Henry and the Clubhouse
- First edition
- Author: Beverly Cleary
- Illustrator: Louis Darling
- Series: Henry Huggins
- Genre: Children's Realistic Fiction
- Publisher: Dell/Yearling
- Publication date: 1962
- ISBN: 9780380709151
- Preceded by: Henry and the Paper Route
- Followed by: Ribsy

= Henry and the Clubhouse =

Novel by Beverly Cleary

Henry and the Clubhouse, by Beverly Cleary, is the fifth book in Henry Huggins series. Now that he has the paper route he wanted so badly in the previous book, Henry and the Paper Route, Henry finds that it's harder than he expected. His earnings are going for the clubhouse he and his friends are building. One of the boys insists that it be a "Boys Only" club, and that causes trouble with Henry's friend Beezus Quimby and her little sister Ramona. Henry and the Clubhouse was published in 1962.

==Plot==

Henry Huggins is the youngest boy in town to have a paper route. He takes his job very seriously, and works hard to make his father proud of him. He likes the responsibility, but he doesn't like the "collecting" aspect of the job; trying to get his customers to pay him on time. And when he goes to the new neighbor's house to sell her a subscription, his dog Ribsy embarrasses him by starting a fight with her Dalmatian. When little Ramona Quimby starts following him around trying to help, the other paper deliverers make fun of them, and all of his ideas to get rid of her seem to backfire.

Henry and his two friends Robert and Murph decide to build the world's best clubhouse in Henry's backyard, using wood donated by one of Henry's customers. The only problem is, Murph can't stand girls, and he insists that it be a "Boys Only" clubhouse. Henry doesn't like excluding his good friend Beezus Quimby, but he agrees to go along anyway.

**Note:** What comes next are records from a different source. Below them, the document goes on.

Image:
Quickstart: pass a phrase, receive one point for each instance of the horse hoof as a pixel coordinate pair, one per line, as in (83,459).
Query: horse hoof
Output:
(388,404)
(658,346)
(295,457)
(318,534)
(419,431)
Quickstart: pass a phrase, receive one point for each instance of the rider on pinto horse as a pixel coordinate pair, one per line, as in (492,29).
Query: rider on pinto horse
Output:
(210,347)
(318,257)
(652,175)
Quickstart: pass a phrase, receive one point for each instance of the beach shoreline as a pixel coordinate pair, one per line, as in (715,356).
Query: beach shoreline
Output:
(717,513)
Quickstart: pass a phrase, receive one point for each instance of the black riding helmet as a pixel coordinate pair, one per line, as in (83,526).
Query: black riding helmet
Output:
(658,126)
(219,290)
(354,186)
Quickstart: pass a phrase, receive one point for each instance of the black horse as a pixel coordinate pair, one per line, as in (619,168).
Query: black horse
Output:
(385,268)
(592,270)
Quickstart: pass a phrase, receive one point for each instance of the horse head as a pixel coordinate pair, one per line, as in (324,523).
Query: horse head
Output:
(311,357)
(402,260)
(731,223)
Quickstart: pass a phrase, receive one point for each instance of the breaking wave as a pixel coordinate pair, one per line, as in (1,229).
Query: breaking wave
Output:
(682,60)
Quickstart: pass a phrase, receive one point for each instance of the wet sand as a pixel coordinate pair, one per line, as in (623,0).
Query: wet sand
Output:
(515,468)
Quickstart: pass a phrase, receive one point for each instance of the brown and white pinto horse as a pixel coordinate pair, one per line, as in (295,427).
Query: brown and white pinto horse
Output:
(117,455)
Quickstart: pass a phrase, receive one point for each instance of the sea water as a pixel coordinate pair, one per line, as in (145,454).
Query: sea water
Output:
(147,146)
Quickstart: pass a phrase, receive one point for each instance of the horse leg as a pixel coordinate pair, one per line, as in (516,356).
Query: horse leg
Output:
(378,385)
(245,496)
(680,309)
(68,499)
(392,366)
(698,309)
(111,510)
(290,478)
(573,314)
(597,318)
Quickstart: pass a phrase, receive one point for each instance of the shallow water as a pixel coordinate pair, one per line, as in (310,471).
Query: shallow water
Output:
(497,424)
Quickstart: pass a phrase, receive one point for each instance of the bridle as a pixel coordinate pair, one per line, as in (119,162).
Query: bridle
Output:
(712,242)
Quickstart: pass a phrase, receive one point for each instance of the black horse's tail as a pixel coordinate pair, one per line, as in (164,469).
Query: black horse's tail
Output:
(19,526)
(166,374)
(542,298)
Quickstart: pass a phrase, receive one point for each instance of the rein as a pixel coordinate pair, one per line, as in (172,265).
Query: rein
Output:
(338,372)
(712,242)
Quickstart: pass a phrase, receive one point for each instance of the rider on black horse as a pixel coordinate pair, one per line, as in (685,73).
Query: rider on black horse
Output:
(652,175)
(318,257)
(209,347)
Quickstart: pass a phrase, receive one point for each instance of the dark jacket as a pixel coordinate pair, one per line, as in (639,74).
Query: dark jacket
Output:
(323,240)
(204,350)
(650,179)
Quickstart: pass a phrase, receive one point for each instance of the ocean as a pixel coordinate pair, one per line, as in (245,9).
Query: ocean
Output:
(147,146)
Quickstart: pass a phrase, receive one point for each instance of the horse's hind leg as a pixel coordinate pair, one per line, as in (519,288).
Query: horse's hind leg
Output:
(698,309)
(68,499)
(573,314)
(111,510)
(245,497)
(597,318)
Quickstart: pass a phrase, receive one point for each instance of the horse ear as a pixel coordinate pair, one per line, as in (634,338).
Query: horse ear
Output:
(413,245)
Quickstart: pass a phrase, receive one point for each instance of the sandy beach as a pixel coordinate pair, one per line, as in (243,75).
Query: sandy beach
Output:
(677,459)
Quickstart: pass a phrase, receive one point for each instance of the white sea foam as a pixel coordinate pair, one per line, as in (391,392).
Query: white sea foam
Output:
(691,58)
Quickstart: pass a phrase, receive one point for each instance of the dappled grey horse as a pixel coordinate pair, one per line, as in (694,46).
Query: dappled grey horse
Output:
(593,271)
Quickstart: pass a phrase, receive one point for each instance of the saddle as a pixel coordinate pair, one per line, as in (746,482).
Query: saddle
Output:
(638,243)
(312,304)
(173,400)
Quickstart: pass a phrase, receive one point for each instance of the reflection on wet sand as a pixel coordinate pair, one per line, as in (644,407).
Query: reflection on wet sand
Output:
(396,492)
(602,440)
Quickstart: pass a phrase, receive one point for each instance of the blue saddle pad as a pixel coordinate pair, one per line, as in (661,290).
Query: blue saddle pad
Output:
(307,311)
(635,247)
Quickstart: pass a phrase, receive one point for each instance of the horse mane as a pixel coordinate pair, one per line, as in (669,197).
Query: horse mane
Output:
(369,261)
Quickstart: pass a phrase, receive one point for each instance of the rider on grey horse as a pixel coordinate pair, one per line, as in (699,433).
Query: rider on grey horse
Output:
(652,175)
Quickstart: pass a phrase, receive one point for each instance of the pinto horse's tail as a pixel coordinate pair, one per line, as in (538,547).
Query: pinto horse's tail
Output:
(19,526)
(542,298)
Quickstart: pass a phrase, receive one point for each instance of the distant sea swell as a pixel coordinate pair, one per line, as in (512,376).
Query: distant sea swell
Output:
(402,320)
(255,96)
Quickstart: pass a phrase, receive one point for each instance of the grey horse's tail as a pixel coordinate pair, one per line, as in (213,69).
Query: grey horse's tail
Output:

One day, Ramona locks Henry in the clubhouse and he can't get out until he reveals the secret password to Beezus, whom Ramona had gone to for help.

It isn't easy to have a job, a major building project, and friends who don't get along. But one winter day Henry feels sorry for Ramona, following him around in the deep snow, and takes her home on his sled before finishing his paper route. His kindness is noticed by one of his customers, who writes a letter to the editor praising him, and Henry ends up making his father proud.

==Critical reception==

Critics appreciated Cleary's humor, characterization and realistic plot, as seen in this review. "Beverly Cleary continues to provide a measure of relief from the suffocating flood of books about unreal talking animals and stock characters in the way of dogs and ponies and horses -- for her cast of characters can be matched in any average town and recognized as the children `round the block... But the things that happen seem real and there's humor for all ages in the story." About both the Ramona and Henry Huggins series, Choosing Books for Kids write, "Cleary's characters, situations, and dialogue ring true and deal with recognizable problems eights and nines have at school and at home."

==Adaptations and editions==

Television programs based on Henry Huggins in Japanese, Spanish, and Swedish;

Audio formats: Henry and the Clubhouse is available on audiobook and CD from HarperAudio
and cassette from Recorded Books;

Print/English: Braille editions available from Avon, eBook from Dell Publishing, large print through HarperTrophy;

Worldwide: As of 2010 Henry and the Clubhouse is available in 70 editions in seven languages.